Overview

Our Software Tool comprises two key components: Visualization page and Ask Lantern model. The visualization tool illustrates the functionality of our genetic circuits. The Ask Lantern model leverages the power of large language models (LLMs) to save time in searching the large BioBrick database. By allowing users to describe desired components in plain language, the model speeds up the search process, making it easy to select suitable BioBricks for experimental setups.

Visualization

Introduction

In our LANTERN Visualization tool, two methods are implemented to enable users to intuitively explore and modify genetic circuits:

1. By selecting inducers and observing their effects in real-time animations, researchers can gain deeper understanding of logical operations and dynamic behaviors of these circuits.
2. The tool supports circuit design based on logical expression, allowing users to input truth tables or Boolean expressions and receive optimized circuit configurations.

Usage

Click Visualization page to use it. Here is a gif that shows all the operations:

To view an animated demonstration, simply select the inducer you wish to add from the drop-down menu at the bottom left labeled "Select the inducer to add." Please note that you could only select one inducer at a time, after which you can click the "Run" button. The schematic representation of the genetic circuits on the right will adjust according to your selection, either by flipping or removing elements. Once the animation concludes, you may repeat this process to observe how the circuits evolve with the sequential addition of inducers. Additionally, you can click the "Show Expr" button to view the logical expression corresponding to the modified circuits. (Note that by doing so, the content in the "Original Expression" field and the truth table will be overriden.) To return to the original circuits, simply press the "Reset" button.

To get a circuit of a specific logical function, you can enter your target logical expression in the "Original Expression" field, such as "A|B". Alternatively, you can configure the truth table using the rightmost column of the table displayed. The page will then present the corresponding "Formalized Expression," along with the necessary inducers and their order of addition to achieve that expression. Following this, you can select the suggested inducers and enjoy the animated demonstration.

Ask Lantern

Introduction

Synthetic biology is growing thanks to new design methods that let researchers use existing parts to customize systems more efficiently. Standardized biological parts are vital to this field. The iGEM community has created a large collection of these parts, making it easier for anyone to access and reuse them. However, the huge Biobrick database can be overwhelming because there are so many options.

Recently, large language models have advanced quickly, especially in helping with semantic querying, which means finding the right term based on a description. We decided to use these models to help search for Biobricks. Last year, we developed Ask NOX (2023 UCAS-China iGEM team), a platform that lets users describe what they need in plain language, making it easier to find the right components.

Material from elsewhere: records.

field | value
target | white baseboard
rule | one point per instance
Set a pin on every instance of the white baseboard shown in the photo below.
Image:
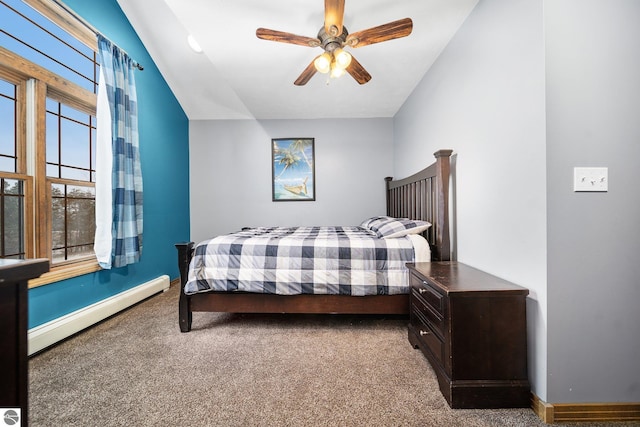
(63, 327)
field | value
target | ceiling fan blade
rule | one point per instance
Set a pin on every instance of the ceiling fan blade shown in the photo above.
(381, 33)
(358, 72)
(333, 16)
(282, 37)
(306, 74)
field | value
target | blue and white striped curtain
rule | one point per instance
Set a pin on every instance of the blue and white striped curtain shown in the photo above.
(118, 240)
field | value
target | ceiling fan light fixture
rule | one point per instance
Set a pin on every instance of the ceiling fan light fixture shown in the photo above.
(342, 58)
(323, 63)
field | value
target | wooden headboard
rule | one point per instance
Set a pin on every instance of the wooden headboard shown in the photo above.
(425, 196)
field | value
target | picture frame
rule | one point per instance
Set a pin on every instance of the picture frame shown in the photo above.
(293, 176)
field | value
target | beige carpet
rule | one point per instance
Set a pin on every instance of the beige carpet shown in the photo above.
(137, 369)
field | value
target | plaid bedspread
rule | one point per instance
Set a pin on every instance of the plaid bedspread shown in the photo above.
(302, 260)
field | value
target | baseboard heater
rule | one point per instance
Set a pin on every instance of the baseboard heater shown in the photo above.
(63, 327)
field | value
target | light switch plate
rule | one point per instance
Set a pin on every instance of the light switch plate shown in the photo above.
(590, 179)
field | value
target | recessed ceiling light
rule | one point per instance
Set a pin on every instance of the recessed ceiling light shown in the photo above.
(193, 44)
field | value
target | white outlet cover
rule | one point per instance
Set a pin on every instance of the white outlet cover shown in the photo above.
(590, 179)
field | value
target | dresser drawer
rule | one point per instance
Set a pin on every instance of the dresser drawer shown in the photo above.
(427, 337)
(428, 293)
(435, 319)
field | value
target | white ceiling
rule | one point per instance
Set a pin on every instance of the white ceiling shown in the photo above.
(239, 76)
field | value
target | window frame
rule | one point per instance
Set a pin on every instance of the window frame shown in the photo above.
(36, 83)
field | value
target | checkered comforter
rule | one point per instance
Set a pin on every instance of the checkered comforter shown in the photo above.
(302, 260)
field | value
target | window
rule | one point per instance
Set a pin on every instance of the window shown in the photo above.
(48, 84)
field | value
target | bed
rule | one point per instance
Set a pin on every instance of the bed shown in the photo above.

However, the model had several limitations:

1. Limited well-labeled data. only part of the Biobrick data were accessed while during Ask NOX. during the data cleaning, too much important information was lost, leading to inaccurate results.
2. Lack of user feedback. Gathering and analyzing user feedback is crucial for improving search tools, but this step was overlooked last year.
3. Suboptimal Model Performance: The model we employed was not the most advanced. More effective models have since been developed in the academic field, highlighting the potential for improvement.

This year, we've developed a better model called Ask Lantern, trained with more complete data, and added a feature to collect user feedback, helping us continuously improve the tool.

Usage

Welcome to our online platform! You can start experiencing our service directly via the webpage(http://rd2024.xjs.ink) we provide.

To search for a BioBrick:

1. Enter the description of the BioBrick you require.
2. Click the search button.
3. Wait for the model to display the results.

The search results will be presented line by line, with each line containing the name of a potentially matching BioBrick and a brief description. You can click on the name link to view detailed information about the BioBrick. If you are satisfied with any of the search results, please click on the thumbs-up icon following it. Your feedback will help us continuously improve our model's performance.

All of our source code has been open-sourced on GitLab. If you wish to deploy the platform yourself, please refer to the README file in the repository for instructions. If you want to utilize the API for quick development, you can click on the button at the bottom of the webpage to access detailed information about the API.

Method

An inverted dictionary involves identifying the appropriate target term from a word description, relying on semantic matching. In recent years, research in this area has grown substantially. The development of large-scale pre-trained models, such as BERT (Devlin et al., 20191), which incorporates multiple Transformer encoder layers, has been pivotal. These models have been adapted to enhance inverted dictionary tasks, enabling effective reverse lookups and supporting cross-lingual queries.

The idea of an inverted dictionary involves finding the right term from a description using semantic matching. This area has grown a lot recently, especially with models like BERT. These models have been adapted to enhance inverted dictionary tasks, enabling effective reverse lookups and supporting cross-lingual queries.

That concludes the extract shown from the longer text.